Comment a démarré l’aventure Déjà Bu ?
Sarah Missaoui : c’est par hasard lors d’un apéro chez des amis que j’ai découvert le gin tonic sans alcool en juin 2022. Je ne bois pas d’alcool et, pour la première fois, j’ai eu l’impression de boire une vraie boisson sans alcool pour adultes. J’étais alors journaliste en audiovisuel et mon idée première était donc d’enquêter sur ces boissons sans alcool pour pitcher une idée de documentaire sur ces nouvelles boissons. Mais l’enquête est devenue une étude de marché qui a finalement débouché sur un business plan. Quand j’ai vu le nombre de boissons qui existaient mais qui n’étaient pas disponibles sur le marché français, j’ai décidé de devenir caviste-bar sans alcool.

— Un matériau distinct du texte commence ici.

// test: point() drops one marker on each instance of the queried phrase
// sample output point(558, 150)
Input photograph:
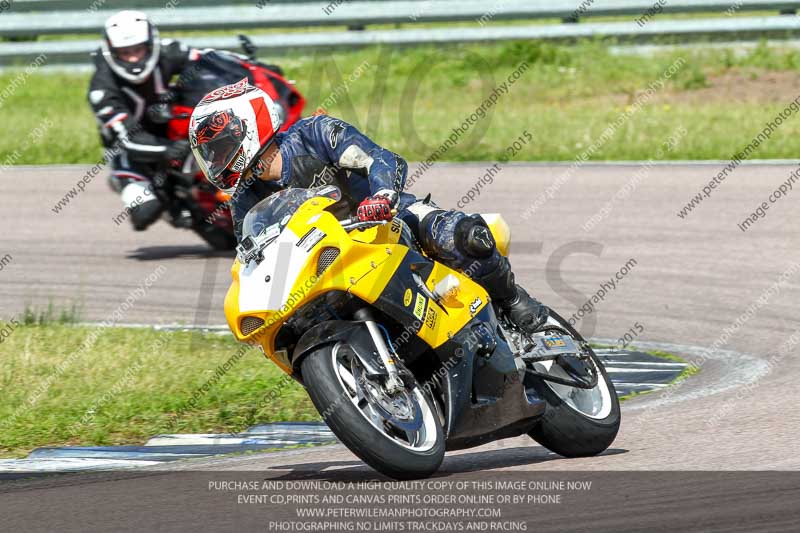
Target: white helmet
point(129, 28)
point(230, 129)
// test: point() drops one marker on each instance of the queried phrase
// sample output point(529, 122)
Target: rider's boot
point(524, 311)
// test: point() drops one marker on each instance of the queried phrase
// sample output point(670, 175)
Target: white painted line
point(654, 385)
point(673, 365)
point(215, 440)
point(740, 369)
point(637, 370)
point(68, 464)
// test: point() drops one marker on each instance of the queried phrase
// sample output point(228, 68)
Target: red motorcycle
point(204, 208)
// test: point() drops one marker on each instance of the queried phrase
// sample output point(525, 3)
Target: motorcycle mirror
point(247, 45)
point(159, 113)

Je suis devenue entrepreneuse presque malgré moi, portée par la passion de la découverte de ce nouvel univers. Ma boutique a ouvert il y a un an en février 2023.
Vous faites partie des pionniers sur ce marché ?
S. M. : je suis très contente de faire partie des pionniers du sans alcool en France. Et je suis la première et encore la seule à proposer un concept à la fois de cave et bar en France. En effet, quand j’ai mené mon enquête sur ce marché, je me suis rendue compte qu’il était impossible d’en goûter, sachant que le prix moyen est élevé, aux alentours de 30 € la bouteille pour un spiritueux sans alcool. J’avais la frustration qu’il n’y ait pas un lieu à Paris pour tester ces produits sachant que les bars sans alcool existent à Londres. En France, il n’y a encore que des caves sans alcool. Quant aux restaurants et bars traditionnels, ils ne proposent pas encore ces boissons dans leur carte.
Quelle est la complémentarité de vos deux activités ?
S. M. : le bar permet la découverte de ces boissons, encore insuffisamment connues des Français. Quant à la cave, elle permet de me positionner comme un véritable commerce de proximité pour les habitants du quartier. L’activité se répartit à 30 % sur le bar et 70 % sur la cave.
Quelle offre proposez-vous ?
S. M. : la législation en France autorise sur l’étiquette la mention sans alcool sur une bouteille qui va contenir moins de 1,2 % d’alcool. J’ai choisi de me positionner exclusivement sur le 0,0 %. L’assortiment de la boutique comporte à peu près 80 références aujourd’hui. Il se compose d’un tiers de vins et pétillants, de 15 % de spiritueux, de 15 % de prêt à boire (cocktails déjà prêts, cidres, bières), d’apéritifs spécifiques (gingembre, fleur de sureau, verjus, orange amère…) et enfin des boissons de type maté, kombucha… En termes de provenance, nous mettons à l’honneur le Made in France puisque 99 % de l’assortiment de la cave est français. Côté fournisseurs, je privilégie les petits fournisseurs, à savoir les start-up pour les spiritueux et les domaines viticoles pour les vins sans alcool, car travailler un cépage, c’est un vrai métier.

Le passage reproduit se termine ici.